- Rainadevi Chhahara Rural Municipality Location in Nepal
- Coordinates: 27°52′33″N 83°21′55″E﻿ / ﻿27.8758325°N 83.3653428°E
- Country: Nepal
- Province: Lumbini Province
- District: Palpa District

Government
- • Type: local government
- • Chairperson: Rukmangat Bhattarai
- • Vice Chairperson: Yuvraj Thapa
- • CAO: Rajiv Panthi

Area
- • Total: 176 km^{2} (68 sq mi)

Population
- • Total: 26,469
- • Density: 150/km^{2} (390/sq mi)
- Time zone: UTC+5:45 (Nepal Time)
- Website: http://rainadevichhaharamun.gov.np/

= Rainadevi Chhahara Rural Municipality =

Rainadevi Chhahara Rural Municipality (Nepali :रैनादेवी छहरा गाउँपालिका) is a Gaunpalika in Palpa District in Lumbini Province of Nepal.
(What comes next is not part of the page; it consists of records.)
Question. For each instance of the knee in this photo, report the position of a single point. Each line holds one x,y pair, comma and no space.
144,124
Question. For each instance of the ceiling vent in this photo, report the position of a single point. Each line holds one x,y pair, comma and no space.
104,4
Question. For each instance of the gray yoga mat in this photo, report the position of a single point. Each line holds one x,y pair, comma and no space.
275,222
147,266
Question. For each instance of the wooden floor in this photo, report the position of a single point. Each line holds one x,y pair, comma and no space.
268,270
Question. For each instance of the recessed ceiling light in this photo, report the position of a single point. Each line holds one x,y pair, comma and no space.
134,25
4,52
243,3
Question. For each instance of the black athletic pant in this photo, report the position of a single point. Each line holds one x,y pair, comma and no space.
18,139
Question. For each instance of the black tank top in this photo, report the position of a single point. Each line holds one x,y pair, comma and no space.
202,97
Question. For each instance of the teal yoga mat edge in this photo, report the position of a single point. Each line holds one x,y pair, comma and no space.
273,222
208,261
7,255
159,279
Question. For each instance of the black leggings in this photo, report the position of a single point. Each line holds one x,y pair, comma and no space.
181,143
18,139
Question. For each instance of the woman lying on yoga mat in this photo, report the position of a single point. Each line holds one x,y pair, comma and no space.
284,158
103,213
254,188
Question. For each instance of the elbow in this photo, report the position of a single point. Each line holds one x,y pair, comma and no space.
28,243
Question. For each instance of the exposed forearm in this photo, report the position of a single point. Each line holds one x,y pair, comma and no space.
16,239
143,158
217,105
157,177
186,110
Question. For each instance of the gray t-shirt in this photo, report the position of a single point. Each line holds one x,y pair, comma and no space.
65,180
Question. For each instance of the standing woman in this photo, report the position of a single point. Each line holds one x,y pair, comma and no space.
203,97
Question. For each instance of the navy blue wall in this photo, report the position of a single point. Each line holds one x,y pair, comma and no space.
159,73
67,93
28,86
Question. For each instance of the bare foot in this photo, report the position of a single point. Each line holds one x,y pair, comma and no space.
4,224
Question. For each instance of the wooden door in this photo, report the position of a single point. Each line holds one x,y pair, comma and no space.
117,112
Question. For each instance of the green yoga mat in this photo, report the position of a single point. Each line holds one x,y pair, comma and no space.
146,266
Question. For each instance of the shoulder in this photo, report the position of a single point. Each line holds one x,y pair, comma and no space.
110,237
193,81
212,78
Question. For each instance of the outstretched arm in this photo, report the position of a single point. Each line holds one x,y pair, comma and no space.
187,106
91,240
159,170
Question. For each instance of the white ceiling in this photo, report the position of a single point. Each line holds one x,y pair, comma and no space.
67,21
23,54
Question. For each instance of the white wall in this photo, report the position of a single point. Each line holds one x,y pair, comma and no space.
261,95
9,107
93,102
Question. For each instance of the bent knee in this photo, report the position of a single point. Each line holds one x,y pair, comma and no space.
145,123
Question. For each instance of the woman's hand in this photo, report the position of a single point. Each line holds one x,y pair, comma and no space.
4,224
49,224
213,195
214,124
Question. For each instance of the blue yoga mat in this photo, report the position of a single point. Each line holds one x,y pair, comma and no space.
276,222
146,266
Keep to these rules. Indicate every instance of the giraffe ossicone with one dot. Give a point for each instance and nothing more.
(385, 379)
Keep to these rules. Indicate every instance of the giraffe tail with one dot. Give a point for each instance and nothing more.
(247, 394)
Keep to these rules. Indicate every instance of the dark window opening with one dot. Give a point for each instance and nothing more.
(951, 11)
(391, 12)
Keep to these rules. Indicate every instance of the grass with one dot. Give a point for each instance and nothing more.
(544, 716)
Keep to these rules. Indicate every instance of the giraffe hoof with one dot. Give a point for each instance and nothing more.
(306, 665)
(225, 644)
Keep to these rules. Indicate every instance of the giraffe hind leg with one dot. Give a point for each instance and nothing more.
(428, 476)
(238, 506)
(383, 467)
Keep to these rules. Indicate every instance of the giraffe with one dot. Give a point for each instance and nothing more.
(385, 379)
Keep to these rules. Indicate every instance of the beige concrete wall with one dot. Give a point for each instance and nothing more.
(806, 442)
On 12 March 2017, the government of Nepal implemented a new local administrative structure, with the implementation of the new local administrative structure, VDCs have been replaced with municipal and Village Councils. Rainadevi Chhahara is one of these 753 local units.The previous Siddeshwor, Somadi, Bhuwanpokhari, Chhahara, Mujhung, Juthapauwa, Baldengadhi and Satyawati VDCs were merged to form Rainadevi Chhahara Rural Municipality.